We are in a similar situation. We have about 15K endpoints and we've had to set the DB maintenance schedules to delete pretty much everything after two days otherwise we start feeling a lot of lag. We have an all flash Nimble but even tried moving the VM to a local PCIe SSD for testing. Made no difference.

It's obvious that the limitations are with SQLite, and I just cannot believe them when they say they have instances with 200gb databases or with 30k endpoints and they run fine in their hosted platform on SQLite when we have so many people in this thread alone having the same issues and I've basically built out a brand new server with a new database and have the exact same issues we had before it was rebuilt and on flash storage.

I could go throw my SC instance on a PC that has a proc overclocked to 5ghz, and PCIe SSD's that push 6000mb/s read/write and I bet I'd still experience the SAME problems we have now.

Given the number of people that I've seen post around the internet and even those in this thread alone that have posted about having issues, it blows my mind that we have to resort to having basically no logging to have a functional product

And scrolling back up in this same thread we see various people talking about using unsupported methods of using MSSQL and the performance being way better than what the rest of us get with SQLite, the downside is when the product gets updated it generally breaks stuff.
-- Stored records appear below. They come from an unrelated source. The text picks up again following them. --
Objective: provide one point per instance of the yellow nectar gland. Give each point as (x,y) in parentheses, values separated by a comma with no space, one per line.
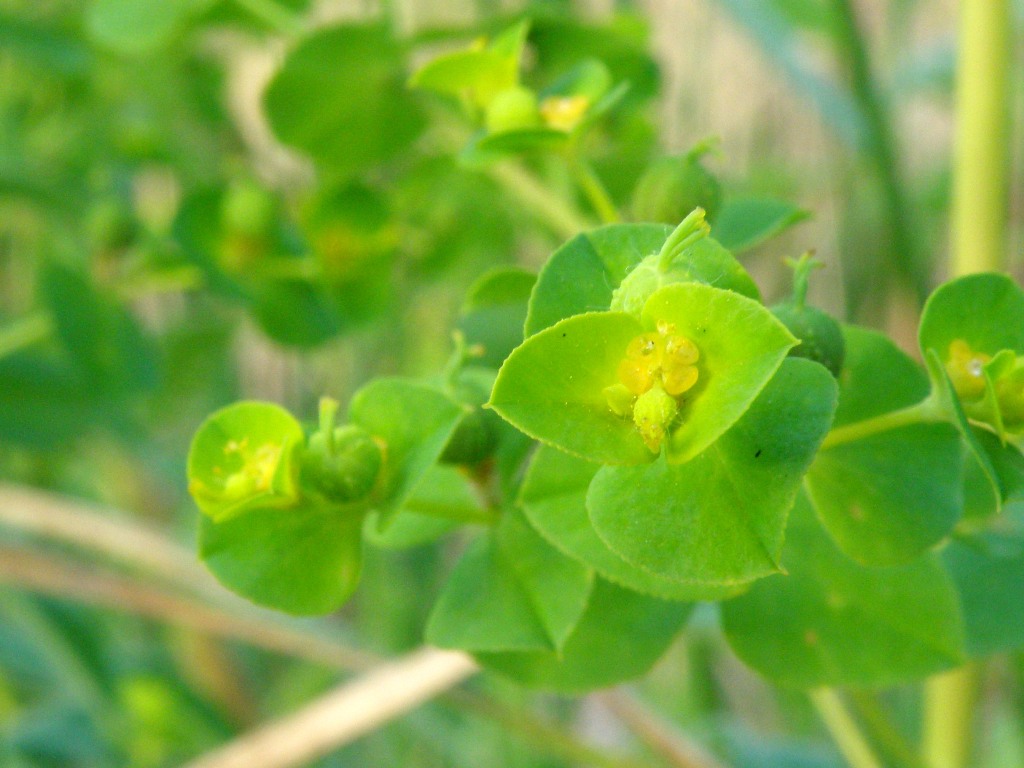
(256,474)
(657,369)
(563,113)
(967,370)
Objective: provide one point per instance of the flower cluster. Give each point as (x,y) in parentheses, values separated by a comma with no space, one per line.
(658,369)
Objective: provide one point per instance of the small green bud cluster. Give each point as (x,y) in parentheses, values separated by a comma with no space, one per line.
(253,456)
(819,334)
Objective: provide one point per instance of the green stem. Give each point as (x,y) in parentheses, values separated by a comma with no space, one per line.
(595,190)
(542,735)
(880,727)
(25,332)
(273,15)
(879,138)
(978,243)
(844,729)
(949,701)
(328,419)
(926,411)
(172,280)
(981,159)
(547,206)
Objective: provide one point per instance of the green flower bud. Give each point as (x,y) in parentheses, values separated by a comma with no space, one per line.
(345,468)
(687,256)
(511,110)
(653,413)
(248,209)
(671,187)
(819,334)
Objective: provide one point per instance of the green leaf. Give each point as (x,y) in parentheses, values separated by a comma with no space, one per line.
(476,75)
(295,312)
(138,27)
(516,141)
(552,388)
(621,636)
(243,458)
(887,498)
(100,338)
(832,622)
(303,560)
(984,310)
(581,275)
(340,97)
(745,223)
(510,591)
(439,504)
(415,422)
(494,312)
(554,498)
(43,406)
(741,345)
(720,517)
(988,572)
(877,377)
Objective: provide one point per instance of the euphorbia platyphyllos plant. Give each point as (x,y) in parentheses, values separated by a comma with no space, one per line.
(663,432)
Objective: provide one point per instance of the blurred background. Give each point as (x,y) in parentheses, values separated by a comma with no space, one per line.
(189,215)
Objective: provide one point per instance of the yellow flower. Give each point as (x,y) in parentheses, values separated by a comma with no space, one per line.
(967,370)
(657,370)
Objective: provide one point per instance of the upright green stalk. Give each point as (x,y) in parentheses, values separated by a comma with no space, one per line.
(978,243)
(845,731)
(981,159)
(949,702)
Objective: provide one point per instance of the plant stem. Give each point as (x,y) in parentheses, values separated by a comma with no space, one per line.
(949,700)
(275,16)
(978,242)
(844,729)
(186,278)
(879,725)
(981,159)
(25,332)
(656,733)
(552,739)
(926,411)
(595,190)
(880,142)
(558,214)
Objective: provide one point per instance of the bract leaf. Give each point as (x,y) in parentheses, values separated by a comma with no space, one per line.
(887,498)
(745,223)
(494,312)
(510,591)
(984,310)
(340,96)
(720,517)
(581,275)
(552,388)
(554,499)
(832,622)
(414,421)
(303,560)
(621,635)
(988,572)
We now have a thread here that's been open for 5-6 years, and because they are now owned by ConnectWi$e, I doubt they'll never add support for the on premise product to use MSSQL because ConnectWi$e wants to make money by getting people on the hosted platform.

This request has been open for 7 years. Is there any chance your going to enhance the product to support a real database engine, instead of SQL Lite?

They support only MSSQL - but it's not a complete implementation. 

I've found no information in the past to support this.

I found reference to MSSQL in some documentation somewhere and when I asked about it I was told "Oh that's not supposed to be in there, we'll get that cleaned up"

Here you go!!


  <system.data>
    <dbproviderfactories>
      <add name="SqlClient Data Provider" invariant="System.Data.SqlClient" description=".Net Framework Data Provider for SqlServer" type="System.Data.SqlClient.SqlClientFactory, System.Data, Version=2.0.0.0, Culture=neutral, PublicKeyToken=b77a5c561934e089"> 
    </add></dbproviderfactories>
  </system.data>
  <connectionstrings>
    <add name="SessionDatabase" providername="System.Data.SqlClient" connectionstring="Persist Security Info=False; uid=<MSSQL USERNAME>; pwd=<MSSQL PASSWORD>; Data Source=<FQDN OR IP OF SERVER>; Initial Catalog=secureconnect; "> 
  </add></connectionstrings>

FYI, we've been using SQL Server for years with ScreenConnect.  Mostly works splendidly.  They don't provide much assistance if you call in, but it works.  


It's a bit of wandering around the dark with a candle until you figure it out, but it ends up being 5 tables in a database (4 originally then recent updates added security.db and a new table that also has to be added).  Once these are converted and the web.config is properly updated it works well.

We actively support 20 agents and aprox 2000 connections.  Would LOVE this if it was a first-class citizen though.